When Oregon legalized doctor-assisted suicide in 1994, a group of Catholic nurses, clergy and concerned citizens in Portland, Ore., got together to formulate a response. In 2010, they founded a hospice called Martha and Mary Ministries.

“We had a sense that the world was changing and asked, ‘What can we do to convince the world that this isn’t needed?’” said Patricia Cary, executive director of Martha and Mary Ministries. A family who had raised 12 children in their house donated the building to the organization. The ministry transformed it into a home which cares for five residents at a time. Nurses and volunteers work with residents around the clock.

Elder care in people’s own homes can be a strain on family members’ time and resources. As a result, our culture tends to demean the elderly by sending the signal that they aren’t worth the effort, Cary said.
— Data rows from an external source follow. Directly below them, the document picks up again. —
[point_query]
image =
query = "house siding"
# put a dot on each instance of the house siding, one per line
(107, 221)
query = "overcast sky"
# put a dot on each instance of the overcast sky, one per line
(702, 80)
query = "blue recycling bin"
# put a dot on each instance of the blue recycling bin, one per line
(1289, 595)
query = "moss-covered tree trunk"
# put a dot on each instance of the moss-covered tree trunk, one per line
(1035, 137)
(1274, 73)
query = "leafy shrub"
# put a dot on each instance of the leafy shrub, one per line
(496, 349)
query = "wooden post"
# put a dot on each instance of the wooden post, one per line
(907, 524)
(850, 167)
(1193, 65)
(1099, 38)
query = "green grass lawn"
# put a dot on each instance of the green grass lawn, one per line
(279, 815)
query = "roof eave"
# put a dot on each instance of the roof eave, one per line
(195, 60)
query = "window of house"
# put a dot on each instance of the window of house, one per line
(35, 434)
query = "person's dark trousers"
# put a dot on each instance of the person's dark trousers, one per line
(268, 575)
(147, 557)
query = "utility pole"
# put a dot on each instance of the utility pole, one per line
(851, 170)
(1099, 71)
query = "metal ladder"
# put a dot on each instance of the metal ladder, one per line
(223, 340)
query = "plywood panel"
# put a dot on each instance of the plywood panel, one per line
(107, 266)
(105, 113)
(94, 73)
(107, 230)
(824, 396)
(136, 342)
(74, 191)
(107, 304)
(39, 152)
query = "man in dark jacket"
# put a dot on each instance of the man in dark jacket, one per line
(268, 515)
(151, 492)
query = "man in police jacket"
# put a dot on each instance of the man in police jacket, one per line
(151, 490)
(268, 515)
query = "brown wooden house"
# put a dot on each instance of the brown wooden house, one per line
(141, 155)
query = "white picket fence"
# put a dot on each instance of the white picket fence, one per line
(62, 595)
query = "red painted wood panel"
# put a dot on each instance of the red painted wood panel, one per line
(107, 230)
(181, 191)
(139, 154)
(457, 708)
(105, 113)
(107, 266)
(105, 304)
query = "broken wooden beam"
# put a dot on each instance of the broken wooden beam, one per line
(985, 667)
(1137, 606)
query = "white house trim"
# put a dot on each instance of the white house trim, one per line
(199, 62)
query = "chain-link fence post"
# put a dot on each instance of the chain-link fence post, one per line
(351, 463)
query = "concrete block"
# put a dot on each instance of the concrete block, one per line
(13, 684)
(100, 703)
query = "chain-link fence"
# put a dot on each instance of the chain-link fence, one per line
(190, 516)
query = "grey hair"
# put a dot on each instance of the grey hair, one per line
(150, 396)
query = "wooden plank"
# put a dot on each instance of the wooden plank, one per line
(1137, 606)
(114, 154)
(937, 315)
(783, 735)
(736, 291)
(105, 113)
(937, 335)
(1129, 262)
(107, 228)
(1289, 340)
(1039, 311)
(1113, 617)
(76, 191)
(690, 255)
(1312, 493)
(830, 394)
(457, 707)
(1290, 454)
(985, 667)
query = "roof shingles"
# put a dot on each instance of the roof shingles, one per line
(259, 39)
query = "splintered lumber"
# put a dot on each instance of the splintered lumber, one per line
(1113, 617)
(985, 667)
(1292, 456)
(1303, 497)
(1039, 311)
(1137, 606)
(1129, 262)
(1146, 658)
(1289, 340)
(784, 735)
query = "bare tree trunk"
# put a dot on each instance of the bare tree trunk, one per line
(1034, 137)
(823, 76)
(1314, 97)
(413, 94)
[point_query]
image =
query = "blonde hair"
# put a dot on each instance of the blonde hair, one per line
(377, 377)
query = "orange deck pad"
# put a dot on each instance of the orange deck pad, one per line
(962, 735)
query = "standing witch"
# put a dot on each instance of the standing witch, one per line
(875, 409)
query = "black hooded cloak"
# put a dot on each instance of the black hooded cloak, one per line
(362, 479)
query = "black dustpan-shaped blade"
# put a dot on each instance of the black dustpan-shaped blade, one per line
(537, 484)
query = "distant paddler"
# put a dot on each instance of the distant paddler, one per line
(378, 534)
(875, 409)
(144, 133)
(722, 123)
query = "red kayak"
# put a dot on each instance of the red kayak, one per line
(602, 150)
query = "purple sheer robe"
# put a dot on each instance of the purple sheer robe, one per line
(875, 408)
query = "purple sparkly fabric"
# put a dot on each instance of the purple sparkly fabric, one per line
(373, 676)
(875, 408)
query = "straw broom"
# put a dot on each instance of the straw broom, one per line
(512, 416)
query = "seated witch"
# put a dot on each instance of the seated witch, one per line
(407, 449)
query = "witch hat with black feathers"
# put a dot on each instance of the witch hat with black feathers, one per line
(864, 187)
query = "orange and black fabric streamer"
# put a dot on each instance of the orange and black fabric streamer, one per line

“What we want is for this home to be a symbol of how to take care of people at the end of their lives,” she said. “There is a sense of peace and brightness here. We want this place to be an example. We want to convince people that they are worthwhile.”

Martha and Mary volunteers cook, garden, and act as “compassionate companions” who spend time with the residents throughout the day. Three members of Legatus’ Portland Chapter are members of the Martha and Mary board.

“The mission is to promote dignity at the end of life through compassionate care and presence, spiritual support and education,” said Legate Tricia Heffernan, a Martha and Mary board member. “We were named for the sisters who were friends of Jesus. So we are an active and contemplative ministry.”

Martha and Mary Ministries’ supporters say Oregon’s assisted suicide law is the wrong approach. Heffernan says there are many grace-filled moments before people are called home to heaven — moments that would be violated by assisted suicide.

“Martha and Mary Ministries is a light in the darkness,” she said. “Nobody here dies alone. They have dignity and hope at the end of life.”